Das Land setze sich dafür ein, dass Kommunen ihre Räume nicht an Rechtsextremisten vermieteten, sagte Innenminister Stahlknecht. "Würdigen möchte ich in diesem Zusammenhang den friedlichen und bürgerlichen Protest gegen solche Veranstaltungen."

Autonome Szene vor allem in Magdeburg aktiv

Derweil hat die Durchforstung der Akten des Verfassungsschutzes auf Hinweise zur rechtsextremen Terrorgruppe NSU "keine erkennbaren strukturellen Bezüge" nach Sachsen-Anhalt erbracht, sagte Stahlknecht. Für die Aufarbeitung hatte der Verfassungsschutz 971.000 Blatt Papier digitalisiert.
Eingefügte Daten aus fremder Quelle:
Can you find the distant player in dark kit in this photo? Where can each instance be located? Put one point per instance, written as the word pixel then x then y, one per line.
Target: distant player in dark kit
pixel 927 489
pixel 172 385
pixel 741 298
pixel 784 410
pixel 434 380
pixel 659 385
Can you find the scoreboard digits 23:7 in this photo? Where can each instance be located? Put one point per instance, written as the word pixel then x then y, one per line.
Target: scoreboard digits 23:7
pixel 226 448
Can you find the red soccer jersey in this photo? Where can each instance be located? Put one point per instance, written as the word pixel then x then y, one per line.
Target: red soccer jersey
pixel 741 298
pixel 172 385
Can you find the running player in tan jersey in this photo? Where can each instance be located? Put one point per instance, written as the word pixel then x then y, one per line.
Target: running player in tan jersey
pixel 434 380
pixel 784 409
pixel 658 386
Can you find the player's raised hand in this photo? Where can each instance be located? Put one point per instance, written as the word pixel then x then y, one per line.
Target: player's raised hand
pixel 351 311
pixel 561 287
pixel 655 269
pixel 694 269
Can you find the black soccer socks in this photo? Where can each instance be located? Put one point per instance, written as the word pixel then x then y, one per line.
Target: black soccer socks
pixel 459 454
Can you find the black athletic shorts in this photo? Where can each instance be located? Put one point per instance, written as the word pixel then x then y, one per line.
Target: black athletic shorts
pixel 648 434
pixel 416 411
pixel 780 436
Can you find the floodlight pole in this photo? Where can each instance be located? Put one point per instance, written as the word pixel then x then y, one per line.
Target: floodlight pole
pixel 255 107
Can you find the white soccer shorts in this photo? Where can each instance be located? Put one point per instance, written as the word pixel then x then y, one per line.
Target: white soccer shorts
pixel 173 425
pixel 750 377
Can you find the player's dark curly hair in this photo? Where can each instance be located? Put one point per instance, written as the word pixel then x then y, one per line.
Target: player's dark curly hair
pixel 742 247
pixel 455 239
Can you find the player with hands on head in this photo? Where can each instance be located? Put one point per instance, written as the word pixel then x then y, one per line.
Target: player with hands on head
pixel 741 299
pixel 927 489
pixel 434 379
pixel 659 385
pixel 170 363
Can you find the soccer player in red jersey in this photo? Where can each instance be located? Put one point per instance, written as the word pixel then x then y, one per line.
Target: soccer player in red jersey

Die Zahl der Linksextremisten ist laut Verfassungsschutz im vorigen Jahr leicht um zehn auf 510 Personen zurückgegangen. Schwerpunkt ist die Autonome Szene mit 230 Personen, die vor allem in Magdeburg aktiv ist. Laut Bericht ist bei Konfrontationen zwischen den politischen Lagern "Links-Rechts" die "Hemmschwelle zur Gewaltanwendung bei Teilen der gewaltorientierten linksextremistischen Szene deutlich herabgesetzt beziehungsweise nicht existent". Gewalt werde "teilweise hemmungslos" ausgeübt. Immer wieder gerieten Polizisten zwischen die Fronten und würden von Linksextremisten "als eigenständiges Angriffsziel wahrgenommen".

Grüne zweifeln am Verfassungsschutzbericht

Zu den spektakulärsten Taten mutmaßlicher Linksextremisten zählte der Brandanschlag auf die Bundeswehrkaserne in Havelberg, bei der im Juli 2013 ein Millionenschaden entstanden war.

Die Oppositionsparteien Linke und Grüne bekräftigten, sie wollten den Verfassungsschutz abschaffen. "Die Einschätzung, dass Sachsen-Anhalt ein Problem mit gewaltbereiten Rechten und auch Rassismus hat, ist richtig. Für diese Erkenntnis braucht es den Verfassungsschutzbericht nicht", erklärte Henriette Quade (Linke). Sebastian Striegel (Grüne) sagte: "Wir haben grundsätzliche Zweifel, dass die Erfassungskriterien des Verfassungsschutzes geeignet sind, Gefahren für die Demokratie sinnvoll zu beschreiben."